Sell in may and go away but don´t forget to remember to come back in September…. Ist da was dran?

Zwischen Mai und Mitte September vergnügte sich die englische Oberschicht nicht mit dem Spekulieren auf Aktienkurse, sondern beschäftigte sich mit Wetten auf Pferderennen. Untersuchungen bis ins 21. Jahrhundert haben gezeigt, das an dem Sprichwort tatsächlich etwas dran ist. Leicht bessere Renditen lassen sich erzielen, wenn im November und nicht im September erneut in den Markt eingestiegen wird. Die Weisheit bewahrheitet sich immer dann, wenn der Bullenmarkt besonders stark ist. Die Anomalie darf jedoch nicht als profitable Strategie verstanden werden. Der Markt kann damit dauerhaft nicht geschlagen werden.

Du erwähntest die Trading Ausbildung TRADEMY. Warum soll ich mich dort anmelden?
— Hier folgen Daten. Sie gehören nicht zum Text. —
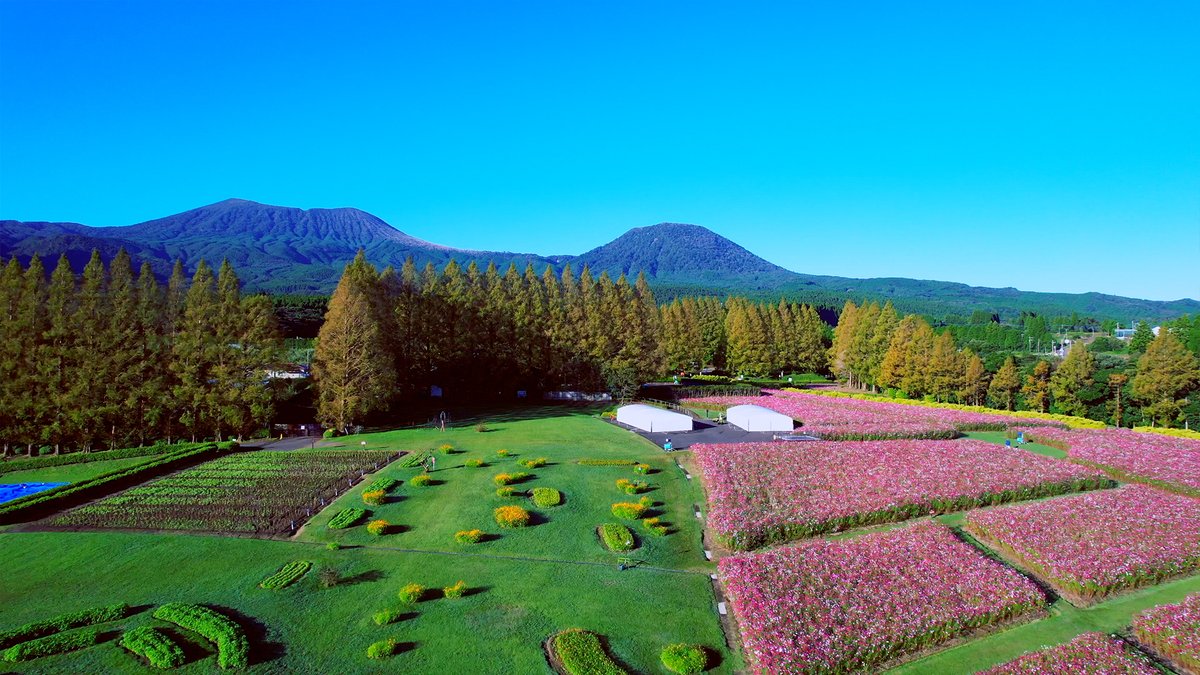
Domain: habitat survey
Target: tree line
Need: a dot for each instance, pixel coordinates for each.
(111, 358)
Trader Zertifikat von TRADEMY
Bild: Du kannst dich unteranderem zum News-Trader ausbilden lassen. Bildquelle: Trademy.de

Als Gründer der TRADEMY muss ich natürlich von dem Produkt schwärmen. Im Ernst, die Trading Ausbildung umfasst mittlerweile 240 Videos, 150 Zwischenprüfungen und sechs Möglichkeiten zur Zertifizierung. Alles ist zu jeder Tag- und Nachtzeit abrufbar. Die Inhalte erstrecken sich von der Fundamentalanalyse bis hin zur Markttechnik. Stolz bin ich auch auf die Bücherzusammenfassungen. Wir lesen regelmäßig Tradingbücher und fassen diese in sechzig minütige Videos zusammen. Alles also sehr ausführlich. Anders als manche vielleicht erwarten mögen, kostet die Ausbildung keine hunderte oder sogar tausende Euro. Mit lediglich 27 Euro im Monat stehen dem Mitglied alle Inhalte sofort zur Verfügung. Eine Bindung an den Vertrag über Monate ist nicht notwendig. Fairer geht es in meinen Augen nicht. Für den Austausch mit anderen Mitgliedern, Echtzeitkursen, Nachrichten, einer Watchlist und Chartsignalen gibt es noch unser Trading-Desk. Das ist ebenfalls im Preis von 27 Euro inkludiert. Neben Qualität und einer stabilen browserbasierten Software legen wir viel Wert auf Unabhängigkeit. Der Mitgliederbereich ist komplett werbefrei und enthält nicht einen einzigen Affiliate-Link.

Wow, das klingt sehr gut. Danke Martin für die spannenden Insights. Ich freue mich auf unser nächstes Treffen.